Pregnant women warned against raw beluga prep
Top doc issues warning about parasitic disease

Kassina Ryder
Northern News Services
Monday, July 20, 2015

Pregnant women in the Northwest Territories are being warned not to butcher or prepare raw beluga whale as a precaution against toxoplasmosis, says the territory's top doctor.

The caution comes as a response to a University of British Columbia study published last year reporting scientists are starting to find the parasite that causes the infection in Western Arctic beluga whales.

"If you're pregnant, you should avoid being the person who cuts up the raw meat," said Dr. Andre Corriveau in response to the study. "If it's cooked it would be fine."

Toxoplasmosis is a parasitic disease spread by a protozoa called toxoplasma. The infection can cause blindness and can be fatal to fetuses, as well as people or animals with weak immune systems.

The infection can be passed on from a mother to her unborn baby.

Corriveau said the infection is rare and no cases have been reported in humans in the NWT. Toxoplasma is most frequently found in cat feces, which is why pregnant women are often advised not to change litter boxes.

"It's more common in people who keep cats," Corriveau said.

While pregnant women shouldn't touch or eat raw beluga, the health department is emphasizing the importance of eating country food.

"We know if they stop eating traditional foods there are health impacts to that, too," Corriveau said. "Some protect against heart disease, there are essential nutrients you can't get easily from other foods that are imported."

In a news release, Michael Grigg, a molecular parasitologist and adjunct professor at UBC, said that the parasite was likely moving north due to warming temperatures.

"Ice is a major eco-barrier for pathogens," he stated in the release. "What we're seeing with the big thaw is the liberation of pathogens gaining access to vulnerable new hosts and wreaking havoc."

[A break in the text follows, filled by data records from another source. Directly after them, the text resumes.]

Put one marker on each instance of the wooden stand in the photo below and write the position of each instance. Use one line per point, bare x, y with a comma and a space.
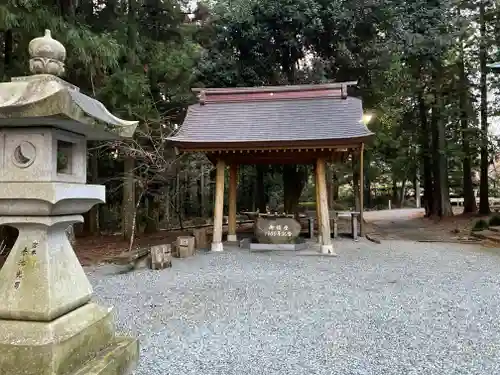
161, 257
185, 246
318, 205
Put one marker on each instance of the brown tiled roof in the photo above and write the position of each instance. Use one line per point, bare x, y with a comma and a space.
273, 114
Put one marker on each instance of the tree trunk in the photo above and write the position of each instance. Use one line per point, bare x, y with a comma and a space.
330, 185
201, 191
128, 205
425, 152
469, 199
153, 214
92, 224
293, 183
484, 205
441, 198
394, 195
402, 193
336, 186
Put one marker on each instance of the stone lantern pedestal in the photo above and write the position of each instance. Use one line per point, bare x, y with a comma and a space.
48, 324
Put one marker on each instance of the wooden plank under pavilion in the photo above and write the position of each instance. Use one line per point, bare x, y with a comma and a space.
303, 124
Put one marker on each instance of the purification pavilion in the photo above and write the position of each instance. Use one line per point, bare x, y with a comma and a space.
304, 124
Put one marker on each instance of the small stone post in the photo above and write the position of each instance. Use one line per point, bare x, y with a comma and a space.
48, 323
326, 246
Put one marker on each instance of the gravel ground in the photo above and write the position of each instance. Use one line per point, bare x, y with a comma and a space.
395, 308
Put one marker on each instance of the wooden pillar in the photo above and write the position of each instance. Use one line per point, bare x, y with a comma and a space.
233, 183
218, 206
318, 205
326, 241
361, 191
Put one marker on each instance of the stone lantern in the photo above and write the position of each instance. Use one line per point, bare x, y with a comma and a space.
48, 323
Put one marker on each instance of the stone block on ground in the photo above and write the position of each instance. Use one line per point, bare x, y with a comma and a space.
161, 256
185, 246
201, 238
245, 243
280, 230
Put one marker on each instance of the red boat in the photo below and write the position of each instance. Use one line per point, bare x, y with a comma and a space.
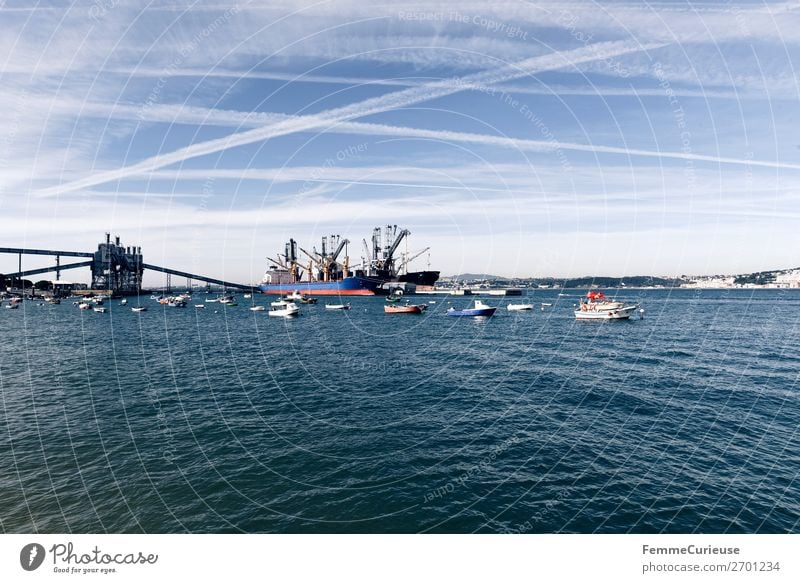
406, 309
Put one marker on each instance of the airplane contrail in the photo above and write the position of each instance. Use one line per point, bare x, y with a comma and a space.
371, 106
200, 116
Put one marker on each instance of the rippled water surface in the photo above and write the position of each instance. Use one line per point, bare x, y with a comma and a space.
226, 420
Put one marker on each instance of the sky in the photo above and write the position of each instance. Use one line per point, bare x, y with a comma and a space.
513, 138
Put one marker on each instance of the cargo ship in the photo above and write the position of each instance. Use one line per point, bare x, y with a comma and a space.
323, 273
383, 264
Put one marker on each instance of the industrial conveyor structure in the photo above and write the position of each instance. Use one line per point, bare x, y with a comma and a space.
115, 268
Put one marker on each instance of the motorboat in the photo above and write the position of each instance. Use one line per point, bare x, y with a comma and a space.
290, 309
296, 296
598, 307
479, 309
405, 309
395, 296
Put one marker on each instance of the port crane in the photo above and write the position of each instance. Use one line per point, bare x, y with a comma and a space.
406, 260
326, 263
385, 265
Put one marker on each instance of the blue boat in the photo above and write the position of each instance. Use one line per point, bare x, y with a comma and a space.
480, 309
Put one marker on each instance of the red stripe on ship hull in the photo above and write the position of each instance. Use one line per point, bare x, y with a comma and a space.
320, 292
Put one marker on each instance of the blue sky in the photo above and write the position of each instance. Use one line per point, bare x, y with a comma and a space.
517, 138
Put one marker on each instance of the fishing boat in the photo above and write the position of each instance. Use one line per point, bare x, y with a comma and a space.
597, 307
395, 296
405, 309
296, 296
479, 309
286, 311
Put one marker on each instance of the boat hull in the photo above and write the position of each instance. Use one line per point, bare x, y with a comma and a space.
350, 286
609, 314
402, 309
424, 278
472, 313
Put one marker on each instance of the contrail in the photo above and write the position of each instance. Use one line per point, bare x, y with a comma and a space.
380, 104
199, 116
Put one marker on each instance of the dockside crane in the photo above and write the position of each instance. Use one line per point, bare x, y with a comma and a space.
406, 260
387, 263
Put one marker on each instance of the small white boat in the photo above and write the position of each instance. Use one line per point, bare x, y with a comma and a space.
479, 309
286, 311
597, 307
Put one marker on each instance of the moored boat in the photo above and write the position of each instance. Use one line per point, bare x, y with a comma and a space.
395, 296
479, 309
286, 311
405, 309
597, 307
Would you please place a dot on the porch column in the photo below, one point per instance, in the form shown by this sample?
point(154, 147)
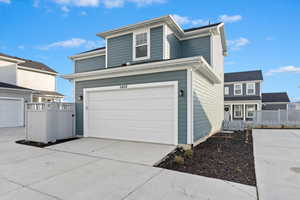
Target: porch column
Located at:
point(244, 112)
point(231, 112)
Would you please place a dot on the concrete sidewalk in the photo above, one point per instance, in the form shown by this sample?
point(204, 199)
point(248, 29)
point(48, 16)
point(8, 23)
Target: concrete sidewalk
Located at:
point(277, 163)
point(33, 173)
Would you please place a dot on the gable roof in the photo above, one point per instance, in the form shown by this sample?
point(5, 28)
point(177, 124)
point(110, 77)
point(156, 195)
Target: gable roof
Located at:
point(28, 63)
point(11, 86)
point(201, 27)
point(275, 97)
point(243, 76)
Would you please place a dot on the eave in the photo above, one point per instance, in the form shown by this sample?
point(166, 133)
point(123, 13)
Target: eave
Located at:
point(198, 64)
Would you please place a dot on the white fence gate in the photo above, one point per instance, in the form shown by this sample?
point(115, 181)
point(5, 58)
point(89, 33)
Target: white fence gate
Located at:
point(48, 122)
point(277, 118)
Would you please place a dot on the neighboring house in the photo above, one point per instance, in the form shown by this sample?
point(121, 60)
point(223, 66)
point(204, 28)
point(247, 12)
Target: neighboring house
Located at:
point(243, 96)
point(153, 82)
point(36, 76)
point(22, 81)
point(275, 101)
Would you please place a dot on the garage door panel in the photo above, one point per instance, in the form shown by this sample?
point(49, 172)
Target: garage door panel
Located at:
point(139, 114)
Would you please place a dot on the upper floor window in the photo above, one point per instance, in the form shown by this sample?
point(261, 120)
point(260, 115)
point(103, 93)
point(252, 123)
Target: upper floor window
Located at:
point(141, 45)
point(238, 89)
point(250, 88)
point(226, 90)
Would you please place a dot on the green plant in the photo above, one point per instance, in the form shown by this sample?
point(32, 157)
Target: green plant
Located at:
point(188, 153)
point(179, 160)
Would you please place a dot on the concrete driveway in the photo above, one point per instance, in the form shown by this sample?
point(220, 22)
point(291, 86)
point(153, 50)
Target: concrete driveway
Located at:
point(84, 169)
point(277, 163)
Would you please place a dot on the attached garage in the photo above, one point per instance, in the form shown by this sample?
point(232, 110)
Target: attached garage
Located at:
point(11, 112)
point(138, 112)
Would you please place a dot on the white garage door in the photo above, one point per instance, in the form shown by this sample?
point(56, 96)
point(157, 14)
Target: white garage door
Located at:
point(144, 112)
point(11, 112)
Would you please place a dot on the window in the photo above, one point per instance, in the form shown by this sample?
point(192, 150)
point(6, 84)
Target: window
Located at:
point(250, 109)
point(238, 89)
point(141, 47)
point(226, 90)
point(237, 111)
point(250, 88)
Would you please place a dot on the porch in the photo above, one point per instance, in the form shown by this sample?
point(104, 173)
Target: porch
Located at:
point(240, 110)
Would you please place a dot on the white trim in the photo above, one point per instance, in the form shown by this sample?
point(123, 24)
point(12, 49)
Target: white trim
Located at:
point(137, 32)
point(226, 90)
point(91, 54)
point(247, 87)
point(254, 81)
point(190, 120)
point(36, 70)
point(241, 109)
point(198, 63)
point(133, 86)
point(234, 86)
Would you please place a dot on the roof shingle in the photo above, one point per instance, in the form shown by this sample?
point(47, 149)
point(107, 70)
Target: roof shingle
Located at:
point(275, 97)
point(243, 76)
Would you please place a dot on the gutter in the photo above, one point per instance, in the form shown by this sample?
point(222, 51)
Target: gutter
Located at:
point(198, 63)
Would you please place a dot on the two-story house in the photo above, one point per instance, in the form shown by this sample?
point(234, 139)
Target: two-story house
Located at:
point(243, 96)
point(23, 80)
point(152, 82)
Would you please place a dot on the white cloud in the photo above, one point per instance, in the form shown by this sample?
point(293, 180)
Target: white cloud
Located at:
point(72, 43)
point(284, 69)
point(83, 13)
point(36, 3)
point(238, 43)
point(21, 47)
point(65, 9)
point(269, 38)
point(4, 1)
point(183, 20)
point(79, 3)
point(230, 19)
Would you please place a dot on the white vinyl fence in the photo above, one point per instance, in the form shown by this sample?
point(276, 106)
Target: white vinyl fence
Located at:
point(277, 118)
point(48, 122)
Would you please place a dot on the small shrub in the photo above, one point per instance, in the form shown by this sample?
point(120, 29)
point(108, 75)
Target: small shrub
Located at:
point(179, 160)
point(188, 153)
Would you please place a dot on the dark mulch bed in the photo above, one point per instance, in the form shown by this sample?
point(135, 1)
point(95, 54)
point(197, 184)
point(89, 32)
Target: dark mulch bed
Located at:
point(227, 156)
point(42, 145)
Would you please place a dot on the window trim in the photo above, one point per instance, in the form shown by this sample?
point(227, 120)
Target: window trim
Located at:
point(134, 58)
point(240, 84)
point(247, 110)
point(247, 87)
point(226, 90)
point(234, 113)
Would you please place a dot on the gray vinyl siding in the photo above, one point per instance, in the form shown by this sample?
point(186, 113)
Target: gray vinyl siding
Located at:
point(175, 46)
point(120, 49)
point(231, 90)
point(179, 76)
point(196, 47)
point(90, 64)
point(26, 95)
point(208, 107)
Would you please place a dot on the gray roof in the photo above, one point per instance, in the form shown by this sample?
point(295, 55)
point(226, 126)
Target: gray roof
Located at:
point(31, 64)
point(241, 98)
point(275, 97)
point(11, 86)
point(243, 76)
point(201, 27)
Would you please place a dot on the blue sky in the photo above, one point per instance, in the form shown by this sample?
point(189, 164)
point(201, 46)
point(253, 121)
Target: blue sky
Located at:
point(261, 34)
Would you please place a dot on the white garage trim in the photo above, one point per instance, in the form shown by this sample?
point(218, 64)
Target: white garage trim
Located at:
point(133, 86)
point(22, 109)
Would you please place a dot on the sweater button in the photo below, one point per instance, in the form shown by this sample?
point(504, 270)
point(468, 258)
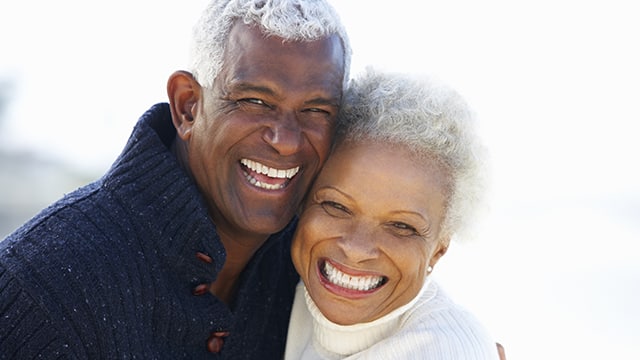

Rob Gruben Jr. has seen the impacts of a warming climate first-hand. In a Facebook message to News/North, the hunter from Paulatuk said he has noticed whales are often thinner than they were a decade ago. They are also arriving earlier in the year.

"This year was far too early for whales - that's the only thing I noticed," he stated.

"Like almost three weeks early."

Until more data becomes available, Corriveau said the warning to pregnant women is simply a precaution.

"We don't have any public health concerns to any extent," he said.